Irgendwann entdeckt Jan das Fotoalbum aus Lucas Kindheit. Darin hat Vera in einem zerstörerischen Furor alle Bilder zerrissen. Kurz zuvor las sie den Entschuldigungsbrief jenes Mannes, der gleich nach Luca ebenfalls den Bancomaten aufgesucht hatte. Aufgrund einer üblen Erfahrung hatte er Luca als Trickdieb eingeschätzt, der eine Ohnmacht vortäuschte. Jan aber rennt, nachdem er die zerstörten Fotos entdeckt hat, buchstäblich mit dem Kopf gegen die Wand und verletzt sich. Angesichts des familiären Desasters sagt Luca erstmals laut und deutlich: «Ich will fort.»

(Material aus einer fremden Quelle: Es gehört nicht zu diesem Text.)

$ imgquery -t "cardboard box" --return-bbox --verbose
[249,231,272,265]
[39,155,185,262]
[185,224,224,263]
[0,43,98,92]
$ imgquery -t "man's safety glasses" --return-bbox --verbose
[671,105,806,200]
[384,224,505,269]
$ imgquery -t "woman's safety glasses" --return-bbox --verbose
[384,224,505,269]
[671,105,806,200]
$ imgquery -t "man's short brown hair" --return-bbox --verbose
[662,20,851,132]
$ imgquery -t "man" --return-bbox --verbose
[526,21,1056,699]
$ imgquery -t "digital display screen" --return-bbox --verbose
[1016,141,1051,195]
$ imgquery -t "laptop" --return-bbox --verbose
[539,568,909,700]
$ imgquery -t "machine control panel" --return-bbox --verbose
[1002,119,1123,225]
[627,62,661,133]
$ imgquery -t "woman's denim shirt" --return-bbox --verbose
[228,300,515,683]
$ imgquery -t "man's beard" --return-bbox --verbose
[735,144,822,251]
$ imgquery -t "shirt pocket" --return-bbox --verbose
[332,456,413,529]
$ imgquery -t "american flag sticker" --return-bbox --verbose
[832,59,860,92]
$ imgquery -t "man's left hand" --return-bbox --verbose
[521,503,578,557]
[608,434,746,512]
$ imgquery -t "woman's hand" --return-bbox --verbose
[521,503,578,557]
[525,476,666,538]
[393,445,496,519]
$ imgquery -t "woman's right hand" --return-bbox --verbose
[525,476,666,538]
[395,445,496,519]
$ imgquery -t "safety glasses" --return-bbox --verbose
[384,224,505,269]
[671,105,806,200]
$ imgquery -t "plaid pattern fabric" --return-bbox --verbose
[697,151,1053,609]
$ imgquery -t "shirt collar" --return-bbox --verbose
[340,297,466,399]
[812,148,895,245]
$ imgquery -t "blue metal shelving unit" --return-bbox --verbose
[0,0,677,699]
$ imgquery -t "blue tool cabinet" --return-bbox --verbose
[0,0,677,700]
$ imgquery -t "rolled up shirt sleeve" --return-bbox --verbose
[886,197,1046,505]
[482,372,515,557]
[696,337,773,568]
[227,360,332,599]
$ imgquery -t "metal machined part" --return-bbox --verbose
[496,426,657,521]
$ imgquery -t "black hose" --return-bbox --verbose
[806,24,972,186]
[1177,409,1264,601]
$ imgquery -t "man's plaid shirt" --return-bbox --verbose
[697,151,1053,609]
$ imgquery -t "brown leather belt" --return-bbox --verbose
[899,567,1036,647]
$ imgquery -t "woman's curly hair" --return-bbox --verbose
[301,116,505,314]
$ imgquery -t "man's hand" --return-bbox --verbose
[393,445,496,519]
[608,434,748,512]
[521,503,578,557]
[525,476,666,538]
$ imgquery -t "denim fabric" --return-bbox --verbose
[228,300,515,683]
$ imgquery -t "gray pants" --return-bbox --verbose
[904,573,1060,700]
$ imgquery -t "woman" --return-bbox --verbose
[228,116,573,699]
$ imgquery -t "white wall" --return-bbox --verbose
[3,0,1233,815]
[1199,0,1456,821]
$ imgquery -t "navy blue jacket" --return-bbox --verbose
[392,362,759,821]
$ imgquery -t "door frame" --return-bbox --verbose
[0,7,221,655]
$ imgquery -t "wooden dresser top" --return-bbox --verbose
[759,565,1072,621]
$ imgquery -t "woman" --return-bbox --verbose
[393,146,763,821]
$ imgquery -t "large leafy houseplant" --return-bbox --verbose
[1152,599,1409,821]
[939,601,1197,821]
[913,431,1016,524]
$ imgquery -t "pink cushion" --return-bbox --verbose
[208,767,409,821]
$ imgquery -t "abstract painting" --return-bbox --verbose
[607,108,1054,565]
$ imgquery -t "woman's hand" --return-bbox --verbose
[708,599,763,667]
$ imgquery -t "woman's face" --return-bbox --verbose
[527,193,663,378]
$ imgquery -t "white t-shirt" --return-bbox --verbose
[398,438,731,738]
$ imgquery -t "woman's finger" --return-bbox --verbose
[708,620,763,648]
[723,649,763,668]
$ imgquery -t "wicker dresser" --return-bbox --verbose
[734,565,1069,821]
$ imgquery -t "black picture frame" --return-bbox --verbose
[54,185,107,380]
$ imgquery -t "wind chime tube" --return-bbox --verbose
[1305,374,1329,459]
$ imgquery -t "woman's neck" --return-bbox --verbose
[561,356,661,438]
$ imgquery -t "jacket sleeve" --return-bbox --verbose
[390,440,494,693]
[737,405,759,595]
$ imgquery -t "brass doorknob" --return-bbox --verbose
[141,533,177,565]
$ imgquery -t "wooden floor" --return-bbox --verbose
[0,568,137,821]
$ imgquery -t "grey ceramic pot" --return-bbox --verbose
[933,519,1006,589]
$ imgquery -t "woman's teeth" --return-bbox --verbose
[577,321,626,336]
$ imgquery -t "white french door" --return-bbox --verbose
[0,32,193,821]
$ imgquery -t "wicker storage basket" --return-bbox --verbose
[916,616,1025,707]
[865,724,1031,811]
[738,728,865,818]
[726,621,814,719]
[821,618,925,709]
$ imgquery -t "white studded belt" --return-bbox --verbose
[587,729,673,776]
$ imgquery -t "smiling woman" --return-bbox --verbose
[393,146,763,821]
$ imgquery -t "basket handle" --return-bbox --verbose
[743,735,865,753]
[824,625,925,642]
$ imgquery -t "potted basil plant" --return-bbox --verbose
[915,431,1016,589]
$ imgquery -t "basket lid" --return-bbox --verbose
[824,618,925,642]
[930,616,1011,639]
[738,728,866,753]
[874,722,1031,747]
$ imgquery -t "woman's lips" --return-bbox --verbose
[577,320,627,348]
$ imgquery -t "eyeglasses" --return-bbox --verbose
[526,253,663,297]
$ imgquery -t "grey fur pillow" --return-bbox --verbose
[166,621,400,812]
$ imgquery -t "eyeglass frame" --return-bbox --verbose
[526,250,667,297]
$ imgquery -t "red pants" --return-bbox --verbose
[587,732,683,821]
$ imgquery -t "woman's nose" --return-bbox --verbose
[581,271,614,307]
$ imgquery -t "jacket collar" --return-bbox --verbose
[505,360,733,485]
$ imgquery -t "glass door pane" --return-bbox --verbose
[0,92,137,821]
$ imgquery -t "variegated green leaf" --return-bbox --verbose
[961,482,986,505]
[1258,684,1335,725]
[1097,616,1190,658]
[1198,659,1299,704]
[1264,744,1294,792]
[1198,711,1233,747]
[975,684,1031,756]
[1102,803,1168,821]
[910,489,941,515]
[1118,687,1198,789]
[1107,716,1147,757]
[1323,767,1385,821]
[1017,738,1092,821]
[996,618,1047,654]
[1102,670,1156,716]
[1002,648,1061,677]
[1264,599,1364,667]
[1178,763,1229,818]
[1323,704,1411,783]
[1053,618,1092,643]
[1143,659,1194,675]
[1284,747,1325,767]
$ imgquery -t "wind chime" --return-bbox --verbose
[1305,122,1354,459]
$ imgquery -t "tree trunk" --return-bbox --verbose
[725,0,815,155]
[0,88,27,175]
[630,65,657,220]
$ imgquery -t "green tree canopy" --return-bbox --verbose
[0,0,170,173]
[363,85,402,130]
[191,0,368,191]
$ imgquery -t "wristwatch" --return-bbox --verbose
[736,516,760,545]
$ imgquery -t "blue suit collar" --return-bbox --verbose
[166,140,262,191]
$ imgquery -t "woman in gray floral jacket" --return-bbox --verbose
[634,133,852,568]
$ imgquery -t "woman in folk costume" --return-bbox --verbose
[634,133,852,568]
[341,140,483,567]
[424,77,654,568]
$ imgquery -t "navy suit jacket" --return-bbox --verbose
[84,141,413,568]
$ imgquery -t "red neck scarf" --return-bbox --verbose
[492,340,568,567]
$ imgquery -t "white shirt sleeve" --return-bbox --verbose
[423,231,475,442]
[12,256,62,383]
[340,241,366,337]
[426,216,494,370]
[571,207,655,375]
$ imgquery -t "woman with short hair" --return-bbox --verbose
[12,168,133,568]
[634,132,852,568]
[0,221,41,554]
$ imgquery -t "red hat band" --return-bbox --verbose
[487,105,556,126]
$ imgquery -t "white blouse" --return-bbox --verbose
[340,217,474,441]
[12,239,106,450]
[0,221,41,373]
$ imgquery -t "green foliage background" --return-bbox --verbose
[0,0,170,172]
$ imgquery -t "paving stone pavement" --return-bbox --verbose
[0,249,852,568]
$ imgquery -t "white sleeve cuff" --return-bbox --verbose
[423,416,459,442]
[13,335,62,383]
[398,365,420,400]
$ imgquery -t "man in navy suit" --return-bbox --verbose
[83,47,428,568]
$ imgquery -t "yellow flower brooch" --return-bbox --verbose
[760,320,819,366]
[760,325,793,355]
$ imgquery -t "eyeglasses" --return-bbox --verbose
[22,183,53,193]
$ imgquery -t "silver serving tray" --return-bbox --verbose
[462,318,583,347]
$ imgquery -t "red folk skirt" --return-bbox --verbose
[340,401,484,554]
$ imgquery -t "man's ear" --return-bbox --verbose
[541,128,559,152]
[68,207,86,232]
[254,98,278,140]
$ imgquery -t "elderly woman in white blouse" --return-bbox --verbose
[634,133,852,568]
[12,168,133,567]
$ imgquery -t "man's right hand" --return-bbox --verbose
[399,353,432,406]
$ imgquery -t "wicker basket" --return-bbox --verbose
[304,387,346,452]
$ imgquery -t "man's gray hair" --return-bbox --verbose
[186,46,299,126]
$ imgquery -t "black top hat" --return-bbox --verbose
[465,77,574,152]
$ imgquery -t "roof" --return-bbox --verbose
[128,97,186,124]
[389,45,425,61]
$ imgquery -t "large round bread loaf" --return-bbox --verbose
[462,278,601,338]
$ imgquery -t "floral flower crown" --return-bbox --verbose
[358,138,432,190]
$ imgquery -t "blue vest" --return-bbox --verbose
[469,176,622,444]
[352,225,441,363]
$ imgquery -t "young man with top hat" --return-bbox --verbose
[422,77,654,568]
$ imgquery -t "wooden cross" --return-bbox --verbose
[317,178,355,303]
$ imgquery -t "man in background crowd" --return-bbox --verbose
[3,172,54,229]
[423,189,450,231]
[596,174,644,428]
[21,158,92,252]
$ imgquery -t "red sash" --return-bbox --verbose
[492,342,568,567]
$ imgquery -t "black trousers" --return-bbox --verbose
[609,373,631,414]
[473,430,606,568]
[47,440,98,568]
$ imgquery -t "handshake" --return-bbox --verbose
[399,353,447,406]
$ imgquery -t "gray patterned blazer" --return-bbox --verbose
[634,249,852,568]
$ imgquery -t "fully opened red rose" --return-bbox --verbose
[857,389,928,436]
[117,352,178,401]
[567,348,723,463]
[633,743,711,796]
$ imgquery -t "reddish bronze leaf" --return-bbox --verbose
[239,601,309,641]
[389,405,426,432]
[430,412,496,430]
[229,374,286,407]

Sandra Hughes erzählt ihren Roman mit grosser Disziplin. Novellistisch verknappt sie das Geschehen und verzichtet auf psychologisierende Kommentare. Gleichwohl erhellt sich überzeugend das Innenleben Veras, aus deren Perspektive die Ereignisse betrachtet werden.

Dabei zeigt sich exemplarisch, wie verschieden Menschen mit dem Unglück umgehen: Jan versucht, den bisherigen Lebens- und Arbeitsrhythmus aufrechtzuerhalten. Vera dagegen tritt den Rückzug an. Dabei entspräche ihre Tätigkeit als Restauratorin in gewisser Weise den Rehabilitationsbemühungen der Ärzte und Therapeuten. Hier wie dort nähert man sich dem Ziel nur in kleinsten Schritten. Zusehends entfremdet sich das Paar, und jeder stürzt in seine eigene Einsamkeit ab.

Sandra Hughes hat ihrem Roman den lapidaren Titel «Fallen» gegeben. Vielfältig fallen die Menschen in dieser Geschichte, und es ist keiner mehr in dieser Familie, «welcher dieses Fallen / unendlich sanft in seinen Händen hält», wie es noch bei Rilke hiess. Ausserhalb der Familie klaffen überdies die Abgründe einer teilnahmslosen Gesellschaft auf, in die so leicht einer stürzen kann. Die zehn Bancomat-Bezüger, die Jan liegen gelassen haben, werfen unangenehme Fragen auf; erst der elfte lässt von fern an den barmherzigen Samariter aus dem biblischen Gleichnis denken. Dies alles benennt Sandra Hughes nicht ausdrücklich. Ihre starke Geschichte indes vermag solche Assoziationen in Gang zu setzen.

Wie genau im Übrigen der Text komponiert ist, erkennt man an der Sprache der Hände am Anfang und am Schluss dieses Romans: Vera winkt zu Beginn, als Luca morgens mit dem Rad wegfährt; am Ende ruht die Hand von Veras Mutter auf dem Arm der Tochter. Es sind kleine Gesten, analog zu den kleinen Schritten in Lucas Genesungsprozess. Sie lassen Heilung erahnen, auch wenn die Bilder der einstmals intakten Familie neu zusammengesetzt werden müssen.

Sandra Hughes: Fallen. Roman. Dörlemann-Verlag, Zürich 2016. 160 S., Fr. 27.–.